The last two years have placed an unprecedented demand upon the nation’s resources; we have supported our people and the economy through the Pandemic, and now through a major economic upheaval which is directly affecting the cost of living for all of us. While Treasury has supported individuals and the economy with an unprecedented amount of financial support, Government itself has suffered from cost pressures and reduced incomes. The market value of Governments reserves themselves have been reduced as the financial markets in which they are invested have fallen – this means we need to be even more prudent about current and future spending.

I do not intend to breach any budget confidentiality in this statement, but I do think Honourable Members need to understand that we must focus what available resources we have on the key priorities. As I explained in September the budget I intend to place before this Court next February has been prepared in a different way to previous budgets, Departments have set their own priorities within agreed fiscal envelopes. The Capital programme has been reformed and will be subject to a new process as we move forwards.

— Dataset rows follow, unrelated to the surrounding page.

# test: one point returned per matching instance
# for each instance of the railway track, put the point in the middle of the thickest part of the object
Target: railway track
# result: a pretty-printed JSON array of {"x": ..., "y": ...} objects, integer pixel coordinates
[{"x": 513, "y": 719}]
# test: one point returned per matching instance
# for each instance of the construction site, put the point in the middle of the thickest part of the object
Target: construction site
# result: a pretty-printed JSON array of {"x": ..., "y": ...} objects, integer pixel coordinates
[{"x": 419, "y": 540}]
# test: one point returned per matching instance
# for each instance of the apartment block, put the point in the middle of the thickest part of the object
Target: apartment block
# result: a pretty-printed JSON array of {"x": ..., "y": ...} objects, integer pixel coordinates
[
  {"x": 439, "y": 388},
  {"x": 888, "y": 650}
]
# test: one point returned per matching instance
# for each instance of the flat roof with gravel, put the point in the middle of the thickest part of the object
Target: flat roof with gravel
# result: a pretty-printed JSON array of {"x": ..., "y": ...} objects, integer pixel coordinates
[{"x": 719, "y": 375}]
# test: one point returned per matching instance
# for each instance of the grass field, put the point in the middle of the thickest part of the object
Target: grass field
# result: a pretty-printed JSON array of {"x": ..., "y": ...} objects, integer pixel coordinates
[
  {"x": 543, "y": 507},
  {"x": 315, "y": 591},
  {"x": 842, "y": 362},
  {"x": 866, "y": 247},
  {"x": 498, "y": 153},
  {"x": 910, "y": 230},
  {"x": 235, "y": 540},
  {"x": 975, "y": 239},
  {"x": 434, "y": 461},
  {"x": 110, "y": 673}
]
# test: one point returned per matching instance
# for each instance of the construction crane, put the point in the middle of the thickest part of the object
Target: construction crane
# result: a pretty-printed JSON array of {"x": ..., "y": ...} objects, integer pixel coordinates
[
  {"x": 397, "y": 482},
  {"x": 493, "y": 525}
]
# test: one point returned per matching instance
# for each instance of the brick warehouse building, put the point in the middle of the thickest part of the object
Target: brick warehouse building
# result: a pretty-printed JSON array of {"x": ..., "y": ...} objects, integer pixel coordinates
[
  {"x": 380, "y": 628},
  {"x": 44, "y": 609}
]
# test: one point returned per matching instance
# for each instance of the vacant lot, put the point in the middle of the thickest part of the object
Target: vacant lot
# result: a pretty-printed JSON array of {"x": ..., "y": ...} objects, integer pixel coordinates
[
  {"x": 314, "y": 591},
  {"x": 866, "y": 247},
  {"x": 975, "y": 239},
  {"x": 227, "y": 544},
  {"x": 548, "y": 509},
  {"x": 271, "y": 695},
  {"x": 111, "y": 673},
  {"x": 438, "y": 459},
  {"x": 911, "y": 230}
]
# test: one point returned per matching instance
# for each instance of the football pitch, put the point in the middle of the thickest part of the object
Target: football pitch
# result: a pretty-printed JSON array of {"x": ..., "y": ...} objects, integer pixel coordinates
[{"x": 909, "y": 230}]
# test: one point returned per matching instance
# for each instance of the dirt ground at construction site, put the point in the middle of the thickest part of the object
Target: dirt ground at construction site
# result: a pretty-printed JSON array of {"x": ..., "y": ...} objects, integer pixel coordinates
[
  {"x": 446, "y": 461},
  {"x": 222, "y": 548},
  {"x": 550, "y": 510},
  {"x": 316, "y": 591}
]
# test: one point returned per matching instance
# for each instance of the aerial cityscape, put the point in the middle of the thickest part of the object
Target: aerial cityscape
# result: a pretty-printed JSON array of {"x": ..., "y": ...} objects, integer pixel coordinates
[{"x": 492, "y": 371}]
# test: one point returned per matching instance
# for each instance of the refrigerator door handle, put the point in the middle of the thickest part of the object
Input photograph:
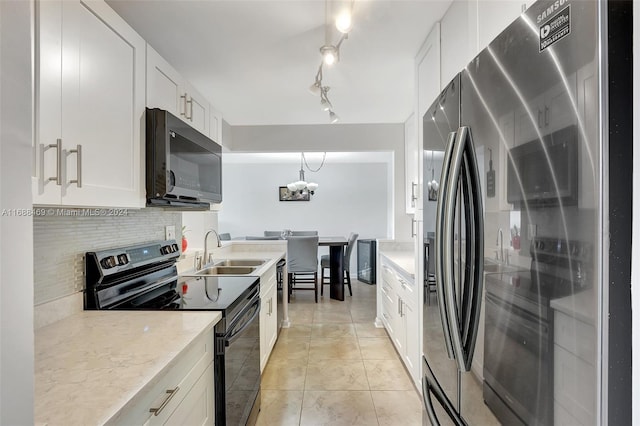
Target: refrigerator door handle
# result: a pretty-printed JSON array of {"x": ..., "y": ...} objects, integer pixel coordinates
[
  {"x": 453, "y": 314},
  {"x": 440, "y": 240},
  {"x": 475, "y": 248},
  {"x": 463, "y": 322}
]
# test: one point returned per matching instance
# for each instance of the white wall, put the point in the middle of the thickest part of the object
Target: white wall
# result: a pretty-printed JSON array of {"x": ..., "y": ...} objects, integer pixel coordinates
[
  {"x": 334, "y": 138},
  {"x": 352, "y": 197},
  {"x": 16, "y": 233}
]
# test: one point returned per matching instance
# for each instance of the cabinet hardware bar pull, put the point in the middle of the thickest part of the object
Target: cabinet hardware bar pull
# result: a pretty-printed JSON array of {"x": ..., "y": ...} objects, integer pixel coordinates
[
  {"x": 58, "y": 146},
  {"x": 539, "y": 118},
  {"x": 190, "y": 103},
  {"x": 546, "y": 115},
  {"x": 184, "y": 105},
  {"x": 78, "y": 180},
  {"x": 170, "y": 394},
  {"x": 414, "y": 198}
]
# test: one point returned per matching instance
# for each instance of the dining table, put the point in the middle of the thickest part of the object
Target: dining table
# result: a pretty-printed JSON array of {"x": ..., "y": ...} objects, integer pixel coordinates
[{"x": 336, "y": 265}]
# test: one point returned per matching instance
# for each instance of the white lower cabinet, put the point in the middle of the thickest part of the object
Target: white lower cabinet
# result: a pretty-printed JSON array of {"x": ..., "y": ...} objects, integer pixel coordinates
[
  {"x": 574, "y": 381},
  {"x": 197, "y": 407},
  {"x": 182, "y": 395},
  {"x": 400, "y": 315},
  {"x": 268, "y": 315}
]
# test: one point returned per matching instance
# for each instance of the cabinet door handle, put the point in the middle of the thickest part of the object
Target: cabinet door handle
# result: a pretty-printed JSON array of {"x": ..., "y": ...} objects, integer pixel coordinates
[
  {"x": 546, "y": 115},
  {"x": 539, "y": 118},
  {"x": 185, "y": 101},
  {"x": 78, "y": 179},
  {"x": 414, "y": 198},
  {"x": 170, "y": 394},
  {"x": 58, "y": 146}
]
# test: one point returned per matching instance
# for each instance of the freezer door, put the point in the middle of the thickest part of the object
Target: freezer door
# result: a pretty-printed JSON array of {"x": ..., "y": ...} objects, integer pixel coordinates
[{"x": 536, "y": 84}]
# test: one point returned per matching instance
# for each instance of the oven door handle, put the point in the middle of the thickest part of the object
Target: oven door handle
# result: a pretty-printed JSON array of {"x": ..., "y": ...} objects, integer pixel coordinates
[
  {"x": 236, "y": 328},
  {"x": 440, "y": 241},
  {"x": 463, "y": 317}
]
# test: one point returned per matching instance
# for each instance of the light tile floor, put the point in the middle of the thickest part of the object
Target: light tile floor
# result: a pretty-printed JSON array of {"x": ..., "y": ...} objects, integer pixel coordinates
[{"x": 334, "y": 367}]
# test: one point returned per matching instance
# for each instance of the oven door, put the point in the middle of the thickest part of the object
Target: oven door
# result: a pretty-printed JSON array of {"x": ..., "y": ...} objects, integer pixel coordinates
[
  {"x": 517, "y": 363},
  {"x": 238, "y": 368}
]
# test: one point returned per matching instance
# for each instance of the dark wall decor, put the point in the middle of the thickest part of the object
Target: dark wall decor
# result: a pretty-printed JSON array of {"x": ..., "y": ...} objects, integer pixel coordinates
[{"x": 287, "y": 195}]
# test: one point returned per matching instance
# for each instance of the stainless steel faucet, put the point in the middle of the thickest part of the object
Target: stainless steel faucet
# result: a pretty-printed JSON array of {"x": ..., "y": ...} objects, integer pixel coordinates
[
  {"x": 499, "y": 241},
  {"x": 206, "y": 236}
]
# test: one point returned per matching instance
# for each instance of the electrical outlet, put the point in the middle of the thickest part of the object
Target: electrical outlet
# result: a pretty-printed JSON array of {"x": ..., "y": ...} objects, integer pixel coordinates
[{"x": 170, "y": 232}]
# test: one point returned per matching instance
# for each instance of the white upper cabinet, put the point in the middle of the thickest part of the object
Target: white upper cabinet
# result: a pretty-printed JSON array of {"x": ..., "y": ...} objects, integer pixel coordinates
[
  {"x": 427, "y": 81},
  {"x": 458, "y": 40},
  {"x": 168, "y": 90},
  {"x": 89, "y": 107},
  {"x": 496, "y": 15}
]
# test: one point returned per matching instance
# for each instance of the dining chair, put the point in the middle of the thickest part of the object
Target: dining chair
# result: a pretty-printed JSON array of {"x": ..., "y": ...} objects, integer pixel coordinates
[
  {"x": 260, "y": 237},
  {"x": 302, "y": 263},
  {"x": 430, "y": 270},
  {"x": 303, "y": 233},
  {"x": 325, "y": 264}
]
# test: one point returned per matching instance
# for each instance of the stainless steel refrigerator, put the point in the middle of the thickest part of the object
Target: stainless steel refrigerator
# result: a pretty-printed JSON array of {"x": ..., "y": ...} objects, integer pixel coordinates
[{"x": 529, "y": 213}]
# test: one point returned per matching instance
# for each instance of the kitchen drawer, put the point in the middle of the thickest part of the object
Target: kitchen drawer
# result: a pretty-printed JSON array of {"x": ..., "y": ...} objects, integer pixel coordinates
[
  {"x": 267, "y": 279},
  {"x": 389, "y": 275},
  {"x": 184, "y": 372},
  {"x": 574, "y": 385},
  {"x": 575, "y": 336},
  {"x": 198, "y": 407}
]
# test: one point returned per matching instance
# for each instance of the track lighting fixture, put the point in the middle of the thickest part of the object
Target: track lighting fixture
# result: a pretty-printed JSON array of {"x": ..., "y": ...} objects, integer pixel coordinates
[{"x": 330, "y": 55}]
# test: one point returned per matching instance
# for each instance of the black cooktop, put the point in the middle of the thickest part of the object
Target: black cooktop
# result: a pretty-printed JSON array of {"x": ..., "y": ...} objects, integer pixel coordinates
[{"x": 212, "y": 292}]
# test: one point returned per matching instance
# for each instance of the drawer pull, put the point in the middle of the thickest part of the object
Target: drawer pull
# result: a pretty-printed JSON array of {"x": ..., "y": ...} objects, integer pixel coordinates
[{"x": 170, "y": 394}]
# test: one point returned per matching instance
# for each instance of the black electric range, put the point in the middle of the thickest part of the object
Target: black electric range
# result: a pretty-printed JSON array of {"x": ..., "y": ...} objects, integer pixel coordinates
[{"x": 144, "y": 277}]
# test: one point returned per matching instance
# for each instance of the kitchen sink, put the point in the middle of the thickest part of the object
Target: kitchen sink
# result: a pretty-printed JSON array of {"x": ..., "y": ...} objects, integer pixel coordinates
[
  {"x": 239, "y": 262},
  {"x": 225, "y": 270}
]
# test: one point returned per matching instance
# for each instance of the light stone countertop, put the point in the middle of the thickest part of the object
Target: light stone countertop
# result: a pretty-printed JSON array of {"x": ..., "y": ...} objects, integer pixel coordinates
[
  {"x": 89, "y": 365},
  {"x": 404, "y": 260},
  {"x": 581, "y": 306}
]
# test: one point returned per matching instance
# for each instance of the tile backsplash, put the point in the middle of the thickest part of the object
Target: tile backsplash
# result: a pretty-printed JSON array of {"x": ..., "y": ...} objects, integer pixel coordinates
[{"x": 60, "y": 243}]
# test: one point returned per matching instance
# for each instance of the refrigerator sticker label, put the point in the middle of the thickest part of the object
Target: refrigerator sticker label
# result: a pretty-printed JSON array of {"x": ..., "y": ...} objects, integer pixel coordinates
[{"x": 556, "y": 28}]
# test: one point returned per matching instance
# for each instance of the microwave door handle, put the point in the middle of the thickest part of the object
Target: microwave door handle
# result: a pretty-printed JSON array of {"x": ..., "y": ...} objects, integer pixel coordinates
[{"x": 445, "y": 188}]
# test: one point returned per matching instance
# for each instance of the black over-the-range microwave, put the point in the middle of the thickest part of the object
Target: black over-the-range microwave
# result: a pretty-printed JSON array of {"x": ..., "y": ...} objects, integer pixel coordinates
[
  {"x": 544, "y": 172},
  {"x": 183, "y": 166}
]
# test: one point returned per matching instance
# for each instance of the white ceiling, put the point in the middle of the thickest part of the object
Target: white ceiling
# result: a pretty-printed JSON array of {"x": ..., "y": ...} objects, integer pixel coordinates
[
  {"x": 255, "y": 59},
  {"x": 314, "y": 159}
]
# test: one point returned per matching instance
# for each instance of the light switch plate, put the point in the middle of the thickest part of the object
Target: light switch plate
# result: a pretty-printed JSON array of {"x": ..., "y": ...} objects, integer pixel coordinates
[{"x": 170, "y": 232}]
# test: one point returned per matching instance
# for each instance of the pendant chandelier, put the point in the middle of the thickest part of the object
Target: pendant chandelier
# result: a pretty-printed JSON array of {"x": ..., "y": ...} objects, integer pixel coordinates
[{"x": 301, "y": 185}]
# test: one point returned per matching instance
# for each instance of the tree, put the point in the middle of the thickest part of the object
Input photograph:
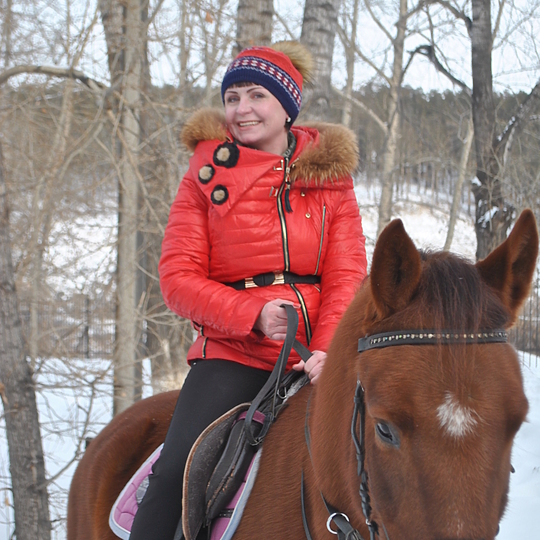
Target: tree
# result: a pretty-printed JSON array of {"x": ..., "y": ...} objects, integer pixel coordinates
[
  {"x": 318, "y": 35},
  {"x": 494, "y": 212},
  {"x": 254, "y": 23},
  {"x": 27, "y": 464}
]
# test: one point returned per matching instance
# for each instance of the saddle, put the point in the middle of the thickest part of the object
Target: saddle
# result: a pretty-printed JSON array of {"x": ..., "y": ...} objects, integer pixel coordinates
[
  {"x": 220, "y": 460},
  {"x": 223, "y": 463}
]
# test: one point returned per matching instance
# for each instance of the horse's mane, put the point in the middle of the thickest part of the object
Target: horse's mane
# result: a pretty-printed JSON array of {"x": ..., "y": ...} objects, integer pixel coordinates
[{"x": 451, "y": 295}]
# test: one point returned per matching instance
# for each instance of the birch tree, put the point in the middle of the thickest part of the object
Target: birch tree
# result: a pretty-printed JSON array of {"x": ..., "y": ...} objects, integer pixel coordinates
[
  {"x": 319, "y": 28},
  {"x": 27, "y": 465},
  {"x": 254, "y": 23}
]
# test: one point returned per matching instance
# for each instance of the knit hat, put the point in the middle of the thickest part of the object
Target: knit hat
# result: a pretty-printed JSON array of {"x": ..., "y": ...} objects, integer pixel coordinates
[{"x": 281, "y": 69}]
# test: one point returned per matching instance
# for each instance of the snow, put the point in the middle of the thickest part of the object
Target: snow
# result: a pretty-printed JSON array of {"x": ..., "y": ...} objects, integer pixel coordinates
[{"x": 64, "y": 405}]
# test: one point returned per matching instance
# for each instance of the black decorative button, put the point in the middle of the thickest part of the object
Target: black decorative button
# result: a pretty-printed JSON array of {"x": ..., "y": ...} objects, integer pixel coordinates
[
  {"x": 226, "y": 155},
  {"x": 219, "y": 194},
  {"x": 206, "y": 173}
]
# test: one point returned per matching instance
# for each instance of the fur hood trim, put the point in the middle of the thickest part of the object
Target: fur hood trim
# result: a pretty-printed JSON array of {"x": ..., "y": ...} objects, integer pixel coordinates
[{"x": 334, "y": 157}]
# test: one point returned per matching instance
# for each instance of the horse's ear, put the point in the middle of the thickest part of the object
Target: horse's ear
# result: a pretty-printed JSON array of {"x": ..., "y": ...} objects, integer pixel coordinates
[
  {"x": 509, "y": 269},
  {"x": 395, "y": 270}
]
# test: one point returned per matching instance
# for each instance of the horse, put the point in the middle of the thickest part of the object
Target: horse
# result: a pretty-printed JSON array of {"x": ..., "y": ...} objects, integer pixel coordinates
[{"x": 408, "y": 432}]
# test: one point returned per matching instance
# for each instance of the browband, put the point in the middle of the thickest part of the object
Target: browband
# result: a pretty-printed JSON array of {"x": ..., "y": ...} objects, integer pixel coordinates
[{"x": 429, "y": 337}]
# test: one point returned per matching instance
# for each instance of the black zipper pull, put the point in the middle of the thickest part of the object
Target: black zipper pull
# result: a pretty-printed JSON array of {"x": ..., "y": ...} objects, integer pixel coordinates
[
  {"x": 287, "y": 198},
  {"x": 288, "y": 207}
]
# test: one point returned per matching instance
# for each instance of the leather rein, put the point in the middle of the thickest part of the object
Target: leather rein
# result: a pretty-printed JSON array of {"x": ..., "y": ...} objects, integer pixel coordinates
[{"x": 343, "y": 529}]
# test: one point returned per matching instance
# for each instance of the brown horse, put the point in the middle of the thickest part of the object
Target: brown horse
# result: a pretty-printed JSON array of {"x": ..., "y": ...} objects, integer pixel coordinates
[{"x": 430, "y": 427}]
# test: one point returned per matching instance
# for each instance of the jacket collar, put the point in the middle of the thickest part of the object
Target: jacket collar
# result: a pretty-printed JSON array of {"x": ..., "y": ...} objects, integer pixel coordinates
[{"x": 324, "y": 152}]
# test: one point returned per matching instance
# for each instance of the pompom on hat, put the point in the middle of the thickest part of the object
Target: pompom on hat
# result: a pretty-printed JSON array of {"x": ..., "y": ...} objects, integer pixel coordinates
[{"x": 281, "y": 69}]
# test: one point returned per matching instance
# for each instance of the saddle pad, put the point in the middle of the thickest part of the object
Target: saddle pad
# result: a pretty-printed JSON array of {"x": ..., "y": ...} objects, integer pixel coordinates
[
  {"x": 126, "y": 505},
  {"x": 200, "y": 465},
  {"x": 223, "y": 528}
]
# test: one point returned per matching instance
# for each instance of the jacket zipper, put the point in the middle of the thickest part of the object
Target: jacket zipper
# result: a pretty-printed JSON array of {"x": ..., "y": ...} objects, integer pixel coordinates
[
  {"x": 322, "y": 240},
  {"x": 286, "y": 186}
]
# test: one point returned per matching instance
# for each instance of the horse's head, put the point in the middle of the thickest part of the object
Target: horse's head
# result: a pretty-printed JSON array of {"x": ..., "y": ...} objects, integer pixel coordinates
[{"x": 440, "y": 419}]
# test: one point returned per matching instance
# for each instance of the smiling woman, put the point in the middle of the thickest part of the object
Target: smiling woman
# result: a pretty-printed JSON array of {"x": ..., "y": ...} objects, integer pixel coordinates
[
  {"x": 265, "y": 216},
  {"x": 256, "y": 118}
]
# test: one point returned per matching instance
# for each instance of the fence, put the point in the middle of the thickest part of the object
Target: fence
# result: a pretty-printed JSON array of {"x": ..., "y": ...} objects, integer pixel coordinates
[
  {"x": 77, "y": 326},
  {"x": 80, "y": 326}
]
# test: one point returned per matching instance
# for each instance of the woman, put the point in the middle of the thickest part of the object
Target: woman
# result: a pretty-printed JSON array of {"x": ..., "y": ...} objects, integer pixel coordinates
[{"x": 266, "y": 215}]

As part of the changes in Treasury, Honourable members will know that we introduced a new form of financial reporting for the year ended 2021/22, with the intention of updating the light blue book and dark blue books by combining them into an annual report.

I am very conscious that this report has not yet been laid before this Honourable Court and for that I apologise. The transition to a new process has been complex and there have been a few delays whilst audit queries have been resolved. The Treasury team are working hard to get the new document finalised and through audit and it will of course be laid before this Honourable Court as soon as possible.

Mr President, the various motions on the order paper today yet again demonstrate a coordinated and comprehensive Government resolve to support our nation’s economy, its people and businesses.

Whatever the challenges we face now and in the future, we will confront them with honesty, unity and fortitude. That is the strength of Tynwald and I for one am proud to be a Member of this Honourable Court.